Rev. Jonathan Ashley House (1734)

by Dan/November 22, 2008September 17, 2016/Colonial, Deerfield, Houses

ashley-house.jpg

Rev. Jonathan Ashley was the second minister in Deerfield, serving from 1712 to 1780. He married Dorothy Williams, the daughter of the Rev. William Williams of Hatfield. Given a home lot in town, he constructed his house around 1734. Originally having a center chimney, the house was modified by Ashley in the 1750s into a center hallway home with a distinctive Connecticut River Valley doorway. As one of the elite Valley citizens known as “River Gods,” Ashley installed fine paneling in his home and furnished it with high style furniture. By the twentieth century, the house had been moved back on the lot and replaced with a nineteenth century Italianate style house. The former “mansion house” was now used as a tobacco barn. It was restored (the current doorway is a reproduction) and moved back to a position in the Street by the founders of Historic Deerfield, Henry and Helen Flynt. In 1948, the house became their first restoration opened to the public. It currently houses an extensive collection of Connecticut River Valley antiques.
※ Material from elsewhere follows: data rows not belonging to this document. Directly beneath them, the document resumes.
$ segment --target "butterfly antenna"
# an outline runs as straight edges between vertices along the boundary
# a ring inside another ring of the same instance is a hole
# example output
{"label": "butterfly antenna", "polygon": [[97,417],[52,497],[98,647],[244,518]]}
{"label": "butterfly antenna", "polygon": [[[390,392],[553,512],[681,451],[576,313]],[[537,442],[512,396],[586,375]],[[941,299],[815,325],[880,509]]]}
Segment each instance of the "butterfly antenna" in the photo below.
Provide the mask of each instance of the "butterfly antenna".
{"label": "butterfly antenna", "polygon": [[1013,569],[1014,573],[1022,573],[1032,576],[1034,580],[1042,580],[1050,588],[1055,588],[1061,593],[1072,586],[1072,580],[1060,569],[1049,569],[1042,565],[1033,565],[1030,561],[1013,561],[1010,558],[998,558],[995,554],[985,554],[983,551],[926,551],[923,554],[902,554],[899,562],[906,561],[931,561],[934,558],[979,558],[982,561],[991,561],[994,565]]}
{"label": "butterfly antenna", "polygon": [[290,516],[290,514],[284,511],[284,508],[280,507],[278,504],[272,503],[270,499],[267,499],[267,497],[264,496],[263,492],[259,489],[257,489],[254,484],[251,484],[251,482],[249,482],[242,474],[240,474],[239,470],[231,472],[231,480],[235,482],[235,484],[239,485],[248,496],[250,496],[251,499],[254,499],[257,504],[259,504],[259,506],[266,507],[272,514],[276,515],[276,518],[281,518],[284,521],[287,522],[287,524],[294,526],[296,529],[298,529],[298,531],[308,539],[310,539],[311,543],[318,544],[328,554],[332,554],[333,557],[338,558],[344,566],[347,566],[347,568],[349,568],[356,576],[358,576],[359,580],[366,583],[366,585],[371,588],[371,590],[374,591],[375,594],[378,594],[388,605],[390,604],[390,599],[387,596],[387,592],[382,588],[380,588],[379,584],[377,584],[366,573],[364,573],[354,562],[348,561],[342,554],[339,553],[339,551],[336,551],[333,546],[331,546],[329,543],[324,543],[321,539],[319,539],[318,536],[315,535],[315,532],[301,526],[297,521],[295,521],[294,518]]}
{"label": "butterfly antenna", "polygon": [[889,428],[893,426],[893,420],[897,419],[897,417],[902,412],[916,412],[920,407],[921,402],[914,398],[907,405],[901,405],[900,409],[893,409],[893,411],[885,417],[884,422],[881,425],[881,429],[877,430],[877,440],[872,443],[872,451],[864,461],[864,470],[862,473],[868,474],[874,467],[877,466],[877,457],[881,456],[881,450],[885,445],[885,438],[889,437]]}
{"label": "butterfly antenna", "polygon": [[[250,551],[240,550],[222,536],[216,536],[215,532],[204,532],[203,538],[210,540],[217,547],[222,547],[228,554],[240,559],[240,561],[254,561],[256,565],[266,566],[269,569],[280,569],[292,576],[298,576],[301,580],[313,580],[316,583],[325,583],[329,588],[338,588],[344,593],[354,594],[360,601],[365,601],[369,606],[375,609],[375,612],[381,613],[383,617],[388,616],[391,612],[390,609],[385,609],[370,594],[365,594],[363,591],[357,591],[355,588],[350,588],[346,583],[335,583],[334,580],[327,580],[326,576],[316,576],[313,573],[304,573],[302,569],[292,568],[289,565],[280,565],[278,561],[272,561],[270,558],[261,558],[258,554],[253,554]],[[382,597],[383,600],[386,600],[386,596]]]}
Wilson Printing Office (1816)

by Dan/November 21, 2008/Commercial, Deerfield, Federal

wilson-printing-office.jpg

The Wilson Printing Office, in Old Deerfield, was originally built in 1816 by Col. John Wilson (1782-1869) on the lot of his father-in-law, Horatio Hoyt. In the building, he printed broadsides and reprints of popular works. Wilson also printed works by his brother-in-law, Rudolphus Dickinson, a minister and his partner at the press before 1820. In later years, the building would be moved five times within Deerfield until 1951, when Henry Flynt restored the building to its original site to become part of Historic Deerfield. In restoring the structure, Flynt referred to an 1820 sketch by Wilson’s daughter, Mary Hoyt Wilson (1809-1841).

John Nims House (1744)

by Dan/November 21, 2008September 17, 2016/Colonial, Deerfield, Houses

nims-house.jpg

The ancestor of the Nims family in America, Godfrey Nims, a cordwainer, arrived in Deerfield around 1670. The current Nims House in Old Deerfield is the third to be built on the site. The first was constructed by Godfrey Nims around 1685. This house burned in the 1704 French and Indian raid and was rebuilt by John Nims in 1710. This second structure may have been added as an ell to the third and current house, built around 1744 (1740-1750) (this ell was significantly altered around 1808). The house served as a Post Office from 1816 to 1831. The property went out of the family in the 1890s, but was bought by two Nims descendants in 1936, who deeded it to Deerfield Academy in 1938. The house has since been used as a dormitory and faculty residence. There is HABS documentation on this house.

Deerfield Inn (1884)

by Dan/October 14, 2008September 17, 2016/Colonial Revival, Deerfield, Hotels

deerfield-inn.jpg

Built in 1884 by Edward and Frederick Everett, to replace an earlier inn on the village common, the Deerfield Inn was enlarged for the first time the following year and, adjacent to the buildings of Historic Deerfield, continues to serve visitors today.